Well, in the first place, with the door to 310 locked, only those who had a key: the Manager, the housekeeper, the room-maids - namely, anyone with, or with access to, a duplicate key to the aforementioned room. Not the husband. In the second place, with the door to 310 open, a much more interesting thieves' gallery was open to view: most obviously, anyone at all who would happen to be passing and who had glimpsed, through the open door, a handbag that had proved too tempting an opportunity. Open to such temptation (if not necessarily susceptible to it) would have been the room-maids, the occupants of nearby rooms, any casual passer-by . . . But just a moment!

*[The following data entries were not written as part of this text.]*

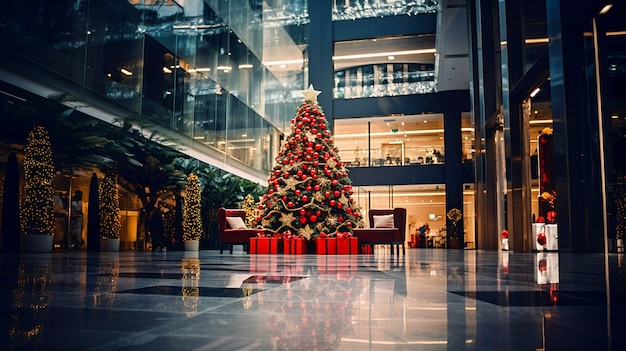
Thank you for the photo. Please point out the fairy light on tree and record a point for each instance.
(249, 206)
(110, 223)
(309, 193)
(192, 216)
(37, 203)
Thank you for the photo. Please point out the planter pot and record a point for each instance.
(110, 244)
(192, 245)
(36, 243)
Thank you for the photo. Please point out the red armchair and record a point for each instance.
(393, 236)
(229, 236)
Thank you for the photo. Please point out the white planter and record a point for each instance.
(36, 243)
(192, 245)
(110, 244)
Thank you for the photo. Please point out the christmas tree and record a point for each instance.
(310, 193)
(110, 221)
(37, 216)
(192, 215)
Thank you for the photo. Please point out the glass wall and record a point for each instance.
(425, 204)
(217, 74)
(389, 66)
(355, 9)
(391, 140)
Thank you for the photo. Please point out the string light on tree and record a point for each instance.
(249, 207)
(309, 192)
(192, 216)
(37, 202)
(110, 223)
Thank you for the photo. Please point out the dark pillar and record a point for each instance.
(320, 53)
(485, 96)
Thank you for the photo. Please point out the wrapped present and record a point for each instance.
(294, 245)
(263, 244)
(326, 246)
(366, 249)
(347, 244)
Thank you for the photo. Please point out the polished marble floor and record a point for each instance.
(428, 299)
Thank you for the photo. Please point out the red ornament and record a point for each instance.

Room 310 was off the main corridor, and anyone in its immediate vicinity would be there for a reason: a friend, perhaps, with a solicitous enquiry about the lady's feet; a fellow tourist wanting to borrow something; or learn something . . . Then there was Ashenden. He'd said he would be going around at some point to all the rooms to check up on the sachets, shampoos, soaps, switches. Opportunity? Yes! But hardly much of a motive, surely? What about the three guest speakers? Out of the question, wasn't it? They hadn't been called to the colours at that point - weren't even in The Randolph. Forget them! Well, no - not altogether, perhaps; not until Lewis had checked their statements.